You ever look up and realize that you’ve been going, I mean really going, for as long as you can remember?
Between kindergarten graduations, potty training and giving birth, to logo updating and website redesigns, we have been busy around the clock. Just last week we just sent designs for new collateral materials to the printer so that we could have them to Christina Hudson at Peas & Honey in time for the show in the second week of July. Later this summer we’ll have another run done for the ABC Kids Expo. Throw all of these things together with new offices, new retailers and new countries (in the UK we sell “nappy caddies”), it can be easy to forget how it all began.
Crying, lots and lots of crying. Mostly baby, but maybe a little mom.
These wonderful baskets with their appealing colors and fanciful patterns? They started as a solution, a weapon in the fight against colic and chaos. It was one woman throwing down the gauntlet, refusing to succumb to the staggering futility that can threaten to squelch everything as a baby cries inconsolably. She looked around as her murmurs and her kisses did nothing to quell the cries. What she realized was that if she couldn’t fix it, she could ease it.
The things that prolonged a crying jag, or the things that exacerbated an already fussy baby needed to be eliminated.
Diapers - check!
Wipes - check!
Diaper rash cream - check!
Burp cloths, gas drops, tissue - check, check, check!
No more searching, no more struggling, never again would she stretch and disturb a finally quiet baby. The diaper caddy was born and every day after she used it.
Until last week. We spoke in hushed tones as Fin napped:
“Nate made it through the night.” She told me proudly.
“Really? That’s incredible.” I gushed.
“I know, but you know what? Benny is super excited and I’m kind of sad.” Then she was quiet.
The milestone rocked me, her last baby was finished with diapers and the product that she invented single-handedly would no longer be a necessity for her family. Her daughter will use a caddy for hair ties and Barbie clothes, maybe Nate will use one for Matchbox cars, but never again will Melissa use her caddy for diapers. She’ll continue to improve it and promote it, but from here on out she’ll be producer and not consumer.
Holding Finley in my arms and thinking of the two caddies at home, stuffed to overflow with 3’s and 6’s, I felt a lump in my throat knowing that the day will come for me too. One day my babies will be out of diapers, kids. I looked at Melissa across a room filled with baskets and liners and sketches with new ideas and I smiled.
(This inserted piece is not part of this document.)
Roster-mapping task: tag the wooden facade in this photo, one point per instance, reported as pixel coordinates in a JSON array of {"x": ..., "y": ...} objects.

The legacy of Melissa’s babies will live forever in these caddies. The diapers that she brought in, no longer needed in her house, will come to mine. We are linked, Melissa and I, as we journey ahead watching our babies become children and as our product takes flight.
Lift your head up from all that you are racing to complete and go have a moment with your baby, whether he’s in diapers, or whether she is practicing on the potty. Live in this moment.